IV. Estoppel/Specific Performance
In response to the defendant’s Statute of Frauds defense, the plaintiff argues that because Dr. Kumar relied to his detriment on the oral promises made by Dr. Roth, he is estopped from raising Statute of Frauds as a defense. The issue of estoppel was discussed in Hickey v. Green, 14 Mass.App.Ct. 671 (1982), where the court noted:

A contract for the transfer of an interest in land may be specifically enforced notwithstanding failure to comply with the Statute of Frauds if it is established that the party seeking enforcement, in reasonable reliance on the contract and on the continuing assent of the party against whom enforcement is sought, has so changed his position that injustice can be avoided only by specific performance . . .

Hickey, 14 Mass.App.Ct. at 673-74 (emphasis added). In the present case, the plaintiff argues that: 1) the $5,000 spent to “lock in” a favorable interest rate and 2) the $2,750 spent on an appraisal, are changes of position taken in reliance on Dr. Roth’s promise to sign a Purchase and Sale agreement that warrants specific performance.[2]

The plaintiff cites to cases where the court ordered specific enforcement if one side “dangled the other on a string” or “strung the other side along” as he alleges Dr. Roth did in the instant case. For example, in Cellucci v. Sun Oil Co., 2 Mass.App.Ct. 722, 725-28 (1974), the court specifically enforced a purchase and sale agreement where the plaintiff was repeatedly assured that a deal had been made and that the plaintiff was indeed bound by it and only a bureaucratic formality was still to be attended to. However, the plaintiff fails to point out that i Celucci, there was a valid purchase and sale agreement. In the present case, the memoranda in question is not a purchase and sale agreement. Rather, its only purpose was to memorialize certain business points.
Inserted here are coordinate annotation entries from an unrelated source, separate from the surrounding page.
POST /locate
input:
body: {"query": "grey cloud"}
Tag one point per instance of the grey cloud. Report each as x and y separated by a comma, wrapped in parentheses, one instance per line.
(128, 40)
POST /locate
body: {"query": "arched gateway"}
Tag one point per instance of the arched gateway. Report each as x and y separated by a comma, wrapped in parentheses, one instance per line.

Plaintiff also points to Greenstein v. Flatley, 19 Mass.App.Ct. 351, 352-54 (1985), where a landlord submitted a lease to a prospective tenant and then strung the tenant along for more than four months before repudiating the lease which he had submitted. However, in Greenstein, the plaintiff was assured that when the plaintiff signed the lease, there would be a deal, id., at 352, while in the present case, memoranda specifically states that there would not be a deal until a more detailed agreement was signed.
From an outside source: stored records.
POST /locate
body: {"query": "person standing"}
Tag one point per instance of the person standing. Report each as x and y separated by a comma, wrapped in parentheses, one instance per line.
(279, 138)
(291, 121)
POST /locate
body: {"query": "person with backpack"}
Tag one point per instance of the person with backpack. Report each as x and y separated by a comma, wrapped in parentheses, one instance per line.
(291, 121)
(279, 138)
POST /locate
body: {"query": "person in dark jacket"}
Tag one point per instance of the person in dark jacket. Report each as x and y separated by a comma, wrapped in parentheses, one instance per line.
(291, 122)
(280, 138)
Finally, the plaintiff highlights two cases where the court noted that specific enforcement is appropriate if the plaintiff would suffer “an unjust and unconscientious injury and loss . . .”Simon v. Simon, 35 Mass.App.Ct. 705, 712 (1994); Nasarella v. Peck, 403 Mass. 757, 761 (1989). In the present case, the plaintiff allegedly spent $7,750 in reliance on Dr. Kumar’s promise to sell. This is simply not the type of “unjust and unconscientious injury and loss” contemplated by the exception to the rule. See Andrew et al. v. Charon, 289 Mass. 1 (1935) (where full purchase price was insufficient to grant exception to the Statute of Frauds). Accordingly, the defendant’s motion to dismiss is ALLOWED.

ORDER
Based on the foregoing, the defendant, David Roth’s, motion to dismiss is hereby ALLOWED.
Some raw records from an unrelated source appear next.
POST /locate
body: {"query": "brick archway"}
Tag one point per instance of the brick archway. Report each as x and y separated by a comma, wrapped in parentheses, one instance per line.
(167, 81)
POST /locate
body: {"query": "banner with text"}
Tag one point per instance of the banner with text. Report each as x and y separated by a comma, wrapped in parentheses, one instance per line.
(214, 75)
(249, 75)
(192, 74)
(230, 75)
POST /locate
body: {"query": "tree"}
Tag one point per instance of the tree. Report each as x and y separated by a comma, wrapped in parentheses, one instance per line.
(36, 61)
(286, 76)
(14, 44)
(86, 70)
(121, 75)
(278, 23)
[1] The pertinent language is as follows: “NOTWITHSTANDING ANYTHING HEREIN TO THE CONTRARY, THE PURPOSE OF THIS DOCUMENT IS TO MEMORIALIZE CERTAIN BUSINESS POINTS. THE PARTIES MUTUALLY ACKNOWLEDGE THAT THEIR AGREEMENT IS QUALIFIED AND THAT THEY, THEREFORE, CONTEMPLATE THE DRAFTING AND EXECUTION OF A MORE DETAILED AGREEMENT. THEY INTEND TO BE BOUND ONLY BY THE EXECUTION OF SUCH AN AGREEMENT AND NOT BY THIS PRELIMINARY DOCUMENT.”
[2] Defendant argues that even if the alleged oral assurances were made, they occurred after August 24, 2004. Therefore, Dr. Kumar could not have acted in reliance of his statements because the alleged statements occurred after Dr. Kumar spent $7,7250 ($5,000 to “lock in” the interest rate, $2,750 for the inspection) on expenses related to the property. For purposes of this motion, the court will accept facts as true all allegations in the complaint as well as any reasonable inferences drawn thereon. See General Motors Acceptance Corp. v. Abington Cas. Ins. Co., 413 Mass. 583, 584 (1992). Therefore, the court will assume that the oral assurances occurred before Dr. Kumar expended the $7,750.